Is there a link between growth and specific leadership traits? We’ve tried to shed some light on this question by integrating two unique databases: McKinsey’s granular-growth database, with information on the growth performance of more than 700 companies, and a database created by the executive search firm Egon Zehnder International that contains performance appraisals of more than 100,000 senior executives (see sidebar, “Two unique performance databases”). The overlap between the two databases—a group of 5,560 executives at 47 companies across a broad range of industries —allowed us to examine in detail the relationship between leadership competencies and revenue growth. We found that leadership quality is critical to growth, that most companies don’t have enough high-quality executives, and that certain competencies are more important to some growth strategies than to others. Companies that know how they want to grow can use these insights to cultivate the right skills in top executives.
Great leaders are hard to find but vitally important
Excellent leaders are few and far between. Only 1 percent of the executives in our sample achieved an average competency score of 6 or 7 out of 7 (although excellence in a single competency was more frequent). Just an additional 10 percent had an above-average score of 5.
That’s a challenge for growth-oriented corporations because leaders with high competency scores appear to make a difference: for every competency we reviewed, executives at companies in the top quartile of revenue growth scored higher than their counterparts at companies in the bottom quartile (Exhibit 1).
Similarly, companies where the top teams as a whole had excellent scores (that is, 6 or 7) on the various leadership competencies were also those with strong corporate revenue growth. On the other hand, we found no measurable correlation between revenue growth and teams with solid but unexceptional leadership.
Since such a small percentage of executives had above-average scores across all competencies, trying to jump-start growth by looking for great “all-rounders” is a risky bet. An alternative approach is for companies to cultivate specific competencies correlated with growth in their existing teams or to seek new talent with the needed skills.
Customer focus first
If your company is seeking a launching pad to improve performance, the analysis shows that one competency drives the greatest gains: delivering customer impact (defined as the capacity to understand customers’ evolving needs). Companies that had a critical mass of executives who got excellent (6 or 7) scores in this competency recorded superior growth consistently—both organically and through acquisitions.

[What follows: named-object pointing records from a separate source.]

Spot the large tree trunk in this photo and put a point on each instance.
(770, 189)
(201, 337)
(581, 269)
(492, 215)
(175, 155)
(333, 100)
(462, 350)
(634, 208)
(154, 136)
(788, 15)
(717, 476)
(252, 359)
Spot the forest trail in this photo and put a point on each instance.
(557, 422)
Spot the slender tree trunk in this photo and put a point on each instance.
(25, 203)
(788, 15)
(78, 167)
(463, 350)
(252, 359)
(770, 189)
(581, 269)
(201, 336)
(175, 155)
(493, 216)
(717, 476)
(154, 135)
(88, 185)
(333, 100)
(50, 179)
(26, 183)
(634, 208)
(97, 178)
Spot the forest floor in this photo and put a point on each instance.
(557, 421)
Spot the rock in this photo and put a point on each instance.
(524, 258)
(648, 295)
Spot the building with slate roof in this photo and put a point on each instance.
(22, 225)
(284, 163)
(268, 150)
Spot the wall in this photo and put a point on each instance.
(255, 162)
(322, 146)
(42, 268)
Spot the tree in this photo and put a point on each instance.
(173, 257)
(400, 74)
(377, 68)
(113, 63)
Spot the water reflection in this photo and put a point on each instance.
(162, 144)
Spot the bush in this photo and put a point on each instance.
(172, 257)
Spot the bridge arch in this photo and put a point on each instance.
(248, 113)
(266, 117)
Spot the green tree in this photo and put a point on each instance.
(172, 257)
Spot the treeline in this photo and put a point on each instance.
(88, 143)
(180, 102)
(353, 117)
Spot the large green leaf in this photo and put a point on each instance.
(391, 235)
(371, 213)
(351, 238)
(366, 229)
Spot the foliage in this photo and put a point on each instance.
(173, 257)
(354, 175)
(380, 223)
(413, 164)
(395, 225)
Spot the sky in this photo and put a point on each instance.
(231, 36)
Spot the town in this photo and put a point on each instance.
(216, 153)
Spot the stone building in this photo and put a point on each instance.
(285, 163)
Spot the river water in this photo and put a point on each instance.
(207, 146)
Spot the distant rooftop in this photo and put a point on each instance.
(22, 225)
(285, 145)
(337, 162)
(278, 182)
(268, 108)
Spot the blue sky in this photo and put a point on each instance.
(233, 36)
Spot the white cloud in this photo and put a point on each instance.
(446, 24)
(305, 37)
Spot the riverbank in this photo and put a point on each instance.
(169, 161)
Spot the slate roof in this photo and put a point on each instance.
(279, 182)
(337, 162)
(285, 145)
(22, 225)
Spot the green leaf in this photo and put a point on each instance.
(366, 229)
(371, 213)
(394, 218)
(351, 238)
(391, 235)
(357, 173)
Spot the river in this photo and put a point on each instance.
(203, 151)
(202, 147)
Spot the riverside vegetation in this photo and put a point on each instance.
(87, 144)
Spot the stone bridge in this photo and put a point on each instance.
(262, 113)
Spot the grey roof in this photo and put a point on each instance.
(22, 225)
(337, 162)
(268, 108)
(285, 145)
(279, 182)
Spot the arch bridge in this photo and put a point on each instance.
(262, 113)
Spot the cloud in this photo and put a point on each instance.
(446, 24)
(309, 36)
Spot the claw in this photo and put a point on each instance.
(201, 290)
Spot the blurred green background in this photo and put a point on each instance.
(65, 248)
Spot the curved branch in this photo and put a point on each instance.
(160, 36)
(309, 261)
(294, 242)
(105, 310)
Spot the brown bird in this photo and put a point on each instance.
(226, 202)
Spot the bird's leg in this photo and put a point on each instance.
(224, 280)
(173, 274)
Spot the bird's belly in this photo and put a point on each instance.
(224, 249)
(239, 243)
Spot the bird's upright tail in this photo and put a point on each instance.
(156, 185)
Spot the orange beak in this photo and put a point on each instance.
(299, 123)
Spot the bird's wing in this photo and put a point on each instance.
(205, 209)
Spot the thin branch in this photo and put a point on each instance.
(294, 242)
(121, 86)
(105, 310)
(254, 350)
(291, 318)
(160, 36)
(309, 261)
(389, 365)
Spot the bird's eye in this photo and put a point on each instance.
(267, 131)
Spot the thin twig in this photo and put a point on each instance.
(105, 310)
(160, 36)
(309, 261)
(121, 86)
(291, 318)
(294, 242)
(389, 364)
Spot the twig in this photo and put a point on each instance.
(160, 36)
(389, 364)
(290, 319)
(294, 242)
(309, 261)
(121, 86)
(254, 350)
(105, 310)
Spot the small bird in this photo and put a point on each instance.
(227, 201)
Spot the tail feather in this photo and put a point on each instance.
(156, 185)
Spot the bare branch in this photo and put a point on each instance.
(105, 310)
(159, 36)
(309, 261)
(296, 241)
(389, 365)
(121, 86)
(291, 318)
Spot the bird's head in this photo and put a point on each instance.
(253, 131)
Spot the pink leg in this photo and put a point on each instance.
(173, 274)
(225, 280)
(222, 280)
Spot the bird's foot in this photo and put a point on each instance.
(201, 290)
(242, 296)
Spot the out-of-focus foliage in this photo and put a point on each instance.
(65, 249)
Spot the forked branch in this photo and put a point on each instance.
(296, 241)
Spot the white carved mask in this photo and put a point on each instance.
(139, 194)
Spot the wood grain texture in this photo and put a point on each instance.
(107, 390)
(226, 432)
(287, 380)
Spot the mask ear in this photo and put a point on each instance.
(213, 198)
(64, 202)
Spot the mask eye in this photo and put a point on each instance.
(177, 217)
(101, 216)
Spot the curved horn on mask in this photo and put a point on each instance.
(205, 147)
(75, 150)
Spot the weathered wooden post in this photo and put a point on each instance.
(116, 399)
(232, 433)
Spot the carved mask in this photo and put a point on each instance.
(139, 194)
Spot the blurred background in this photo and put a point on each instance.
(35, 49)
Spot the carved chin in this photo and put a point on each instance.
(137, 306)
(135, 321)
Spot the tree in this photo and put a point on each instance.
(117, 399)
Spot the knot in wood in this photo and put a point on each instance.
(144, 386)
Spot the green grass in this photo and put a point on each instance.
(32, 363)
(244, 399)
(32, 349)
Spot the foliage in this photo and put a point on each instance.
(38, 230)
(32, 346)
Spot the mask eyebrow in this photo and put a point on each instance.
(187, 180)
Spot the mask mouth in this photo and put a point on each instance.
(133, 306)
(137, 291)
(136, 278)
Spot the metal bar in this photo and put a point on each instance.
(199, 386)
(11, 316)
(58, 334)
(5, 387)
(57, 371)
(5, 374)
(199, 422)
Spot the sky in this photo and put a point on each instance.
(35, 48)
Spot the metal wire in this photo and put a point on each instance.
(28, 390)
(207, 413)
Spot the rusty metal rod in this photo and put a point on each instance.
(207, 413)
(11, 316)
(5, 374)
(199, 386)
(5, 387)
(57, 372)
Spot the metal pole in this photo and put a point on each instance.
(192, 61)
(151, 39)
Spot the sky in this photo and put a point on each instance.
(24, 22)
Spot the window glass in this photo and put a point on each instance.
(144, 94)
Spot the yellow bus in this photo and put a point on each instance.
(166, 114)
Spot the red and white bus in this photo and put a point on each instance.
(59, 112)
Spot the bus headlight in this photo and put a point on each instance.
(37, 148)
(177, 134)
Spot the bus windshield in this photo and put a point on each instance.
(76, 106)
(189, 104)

What constitutes critical mass? Companies where at least 19 percent of the senior executives excelled at customer impact were also the most likely to achieve above-average revenue growth (in the top half of our database). For a company to be highly likely to have superior growth (the top quartile), 40 percent of its senior executives needed to be highly skilled in that area. So all of an organization’s leaders don’t need to be top flight at customer impact, but when a substantial number are, the impact on growth can be significant.
Tailor talent strategies to growth priorities
At most large companies, of course, there isn’t just one growth strategy. Rather, companies rely on a diversity of approaches that vary by business segment and by circumstance: at times executives might place more weight on acquisitions, while at others they focus on stealing share from competitors, for example. Our analysis shows that high growth rates for these different strategies are associated with excellence in a range of leadership skills wielded by managers at various levels of the organization.
Consider portfolio momentum growth, which flows from market growth across a company’s existing business segments. To drive this type of growth, senior managers beyond the top team typically need to execute a strategy effectively across often far-flung organizations. Senior managers at companies in the top quartile of this growth category were highly rated in competencies relating to dynamic people and organizational leadership: developing organizational capability, change leadership, and team leadership.
By contrast, companies in the top quartile of M&A-driven revenue growth had top-leadership teams that excelled at a broad range of skills. The first is market insight—in other words, looking beyond a company’s current business landscape to discern future growth opportunities. That competency no doubt supports the identification of deals, while another competency crucial for M&A-driven growth—a well-honed orientation toward achieving results—helps in postmerger integration.
If your company pursues multiple growth strategies, the talent bar is even higher. Our study shows that the average skill level of top teams at companies with a dual-growth strategy—defined as top-quartile performance in two of the three strategies (portfolio momentum, stealing share from competitors, or growth through acquisition)—was almost one and a half times that of their single-growth-strategy counterparts on key competencies (Exhibit 2).
In short, to achieve stronger growth, companies must not only assemble a critical mass of talent, which will require attracting and retaining an “unfair” share of excellent leaders, but also align these leaders’ roles and skills with the companies’ growth strategies. In our experience, the best companies conduct detailed assessments of the talent required—across the organization and by business unit and geography. They then create clear leadership-development targets for executives and managers and incorporate these targets into performance-management, recruitment, succession, and reward processes. In this way, top companies systematically build excellent leaders with the skills needed to drive growth.